Local Government
Council nixes Property Maintenance Code revisions

Not even upgraded property maintenance standards – on Feb. 12 council voted down a revised property maintenance code. Photos/Roger BianchiniFRONT ROYAL – Somewhat surprisingly on Monday, February 12, the Front Royal Town Council voted down revisions to its Property Maintenance Code by a 4-0 vote. Councilmen Meza and Morrison were absent.
Work session discussion since a January 8, 6-0 vote defeating the first-reading vote of a new Property Maintenance Code with a Rental Inspection District attached, seemed to indicate a majority intent to move forward with changes to the property maintenance code without the rental inspection district. An estimated cost of $150,000 for a code official to handle the joint property maintenance and rental inspections was made as far back as July 2017. That cost had appeared to be a deterrent for a council majority as far as creating the joint property maintenance-rental district code revisions.
Work session discussion on February 5 indicated no apparent hard opposition to the stand-alone property maintenance revisions. In fact, the intention of approaching the Town of Strasburg about joint funding of a code official to handle property maintenance inspections in both municipalities was put on the table. At that work session staff noted that Strasburg had passed a similar code to the revised Town proposal two or three years ago, but had yet to enforce its code because the Strasburg council had yet to budget a staff position as the enforcement arm.
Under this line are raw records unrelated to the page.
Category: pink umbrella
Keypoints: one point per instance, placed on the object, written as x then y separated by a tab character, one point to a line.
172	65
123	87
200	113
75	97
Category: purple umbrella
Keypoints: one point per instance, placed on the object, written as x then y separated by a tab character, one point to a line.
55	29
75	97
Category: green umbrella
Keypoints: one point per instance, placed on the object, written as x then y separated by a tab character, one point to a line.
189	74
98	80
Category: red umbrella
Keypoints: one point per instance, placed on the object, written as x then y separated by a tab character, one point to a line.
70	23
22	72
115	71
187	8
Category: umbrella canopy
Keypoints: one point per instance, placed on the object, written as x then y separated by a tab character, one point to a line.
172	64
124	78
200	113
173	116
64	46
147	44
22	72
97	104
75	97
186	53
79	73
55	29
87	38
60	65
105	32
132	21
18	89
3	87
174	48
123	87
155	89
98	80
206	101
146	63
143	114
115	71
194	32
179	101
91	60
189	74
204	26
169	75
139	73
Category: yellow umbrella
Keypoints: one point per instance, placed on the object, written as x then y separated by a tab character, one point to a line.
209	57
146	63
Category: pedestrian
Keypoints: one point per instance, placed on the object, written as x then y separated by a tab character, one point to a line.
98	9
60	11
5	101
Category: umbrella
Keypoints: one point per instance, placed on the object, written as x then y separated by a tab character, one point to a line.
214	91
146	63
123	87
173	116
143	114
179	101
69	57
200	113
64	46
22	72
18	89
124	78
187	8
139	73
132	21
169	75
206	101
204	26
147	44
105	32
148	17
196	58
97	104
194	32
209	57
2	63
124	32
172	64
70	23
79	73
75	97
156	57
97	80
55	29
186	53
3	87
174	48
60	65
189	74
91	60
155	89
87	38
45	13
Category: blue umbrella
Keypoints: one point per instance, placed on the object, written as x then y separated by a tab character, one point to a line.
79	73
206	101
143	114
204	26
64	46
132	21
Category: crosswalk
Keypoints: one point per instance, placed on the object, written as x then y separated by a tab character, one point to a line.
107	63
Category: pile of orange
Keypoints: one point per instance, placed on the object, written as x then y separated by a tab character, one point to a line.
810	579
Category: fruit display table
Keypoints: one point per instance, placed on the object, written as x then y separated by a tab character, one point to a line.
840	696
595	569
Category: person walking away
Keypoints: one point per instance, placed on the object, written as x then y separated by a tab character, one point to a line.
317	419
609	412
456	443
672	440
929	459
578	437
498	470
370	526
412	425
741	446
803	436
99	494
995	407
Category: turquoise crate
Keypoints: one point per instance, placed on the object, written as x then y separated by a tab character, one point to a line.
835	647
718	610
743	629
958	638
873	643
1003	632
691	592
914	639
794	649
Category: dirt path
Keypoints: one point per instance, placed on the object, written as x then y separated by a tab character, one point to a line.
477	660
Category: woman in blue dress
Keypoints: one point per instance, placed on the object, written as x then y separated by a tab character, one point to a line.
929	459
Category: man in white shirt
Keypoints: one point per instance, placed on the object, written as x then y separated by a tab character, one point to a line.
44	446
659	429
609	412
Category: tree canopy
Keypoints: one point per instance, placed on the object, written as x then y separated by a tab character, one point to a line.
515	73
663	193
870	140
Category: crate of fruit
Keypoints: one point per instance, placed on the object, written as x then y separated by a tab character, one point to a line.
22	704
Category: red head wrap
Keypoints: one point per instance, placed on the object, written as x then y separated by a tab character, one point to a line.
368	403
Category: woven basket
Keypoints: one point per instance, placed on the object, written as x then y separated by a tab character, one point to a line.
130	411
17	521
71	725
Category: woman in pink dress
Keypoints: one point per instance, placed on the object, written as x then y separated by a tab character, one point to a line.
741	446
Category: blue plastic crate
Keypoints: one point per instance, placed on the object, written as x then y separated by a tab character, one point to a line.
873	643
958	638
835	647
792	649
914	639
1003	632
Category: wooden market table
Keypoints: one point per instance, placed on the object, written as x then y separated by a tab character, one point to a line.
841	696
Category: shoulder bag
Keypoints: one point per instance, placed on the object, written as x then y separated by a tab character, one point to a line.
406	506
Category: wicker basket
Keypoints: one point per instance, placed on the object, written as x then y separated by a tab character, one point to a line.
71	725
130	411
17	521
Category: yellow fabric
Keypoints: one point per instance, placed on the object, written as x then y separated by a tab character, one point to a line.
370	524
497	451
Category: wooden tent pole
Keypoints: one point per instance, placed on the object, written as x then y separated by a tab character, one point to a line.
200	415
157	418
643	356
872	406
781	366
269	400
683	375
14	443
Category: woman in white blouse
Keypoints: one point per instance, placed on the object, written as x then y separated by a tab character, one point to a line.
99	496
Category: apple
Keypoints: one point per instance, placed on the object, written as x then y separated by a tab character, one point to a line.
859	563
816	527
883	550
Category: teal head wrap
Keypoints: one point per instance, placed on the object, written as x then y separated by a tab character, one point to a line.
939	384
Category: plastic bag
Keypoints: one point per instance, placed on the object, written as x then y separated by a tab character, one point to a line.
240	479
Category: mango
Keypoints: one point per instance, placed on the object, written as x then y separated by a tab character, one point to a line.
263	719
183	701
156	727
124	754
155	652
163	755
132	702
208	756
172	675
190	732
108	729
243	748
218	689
No cost estimate with or without Strasburg’s involvement was included in the agenda packet summary of the proposal presented on February 12. The staff recommendation presented at the February 5 work session was “adoption of the draft amendment when Town Council has the funding to administer it.”
There were no public hearing speakers and no council discussion pro or con after Gary Gillespie’s motion, seconded by John Connolly, to affirm the ordinance amendment. The motion was then voted down on the 4-0 voice vote.
Having gotten an early draft budget from Town Finance Director B. J. Wilson on February 5, a clear council majority has expressed a desire to approve a balanced Fiscal Year 2019 budget with NO tax increases attached.
“We’ll see if our council will belly up with a tax increase,” Mayor Tharpe said during a July 2017 work session discussion of the joint property maintenance-rental inspection district proposal. At the time, Connolly pointed out that revenue from one-cent of a past real estate tax hike had already been committed to fund a position that could handle enforcement duties, leaving only a half-cent hike necessary to fully fund a position to enforce the joint code revision at the $150,000 estimate.
But even with the estimated $105,000 annual revenue from that previous tax hike available for an enforcement position, council has chosen at this point to abort the proposed upgrades to the existing code.
The absent Councilman Morrison has been council’s leading proponent of including a rental inspection district with property maintenance code revisions. However, after making the motion to approve the joint revisions to the town code on January 8, he voted against his own motion. Morrison’s January 8 “no” vote was a tactical move that will allow him to reintroduce the renter protections code at a future date when passage would seem more likely.
But until such a time arrives, renters with serious complaints about the condition and circumstance imposed by some landlords had hoped the revised property maintenance code alone could assure some basic living standards are provided to town renters. That had been Morrison’s hope in the short term.
Now it appears even that hope has been dashed in the coming FY 2019 budget cycle.

Chris Morrison has been passionate about protecting town renters – but a council majority appears to have deemed even increased property maintenance standards too expensive to enforce at this time.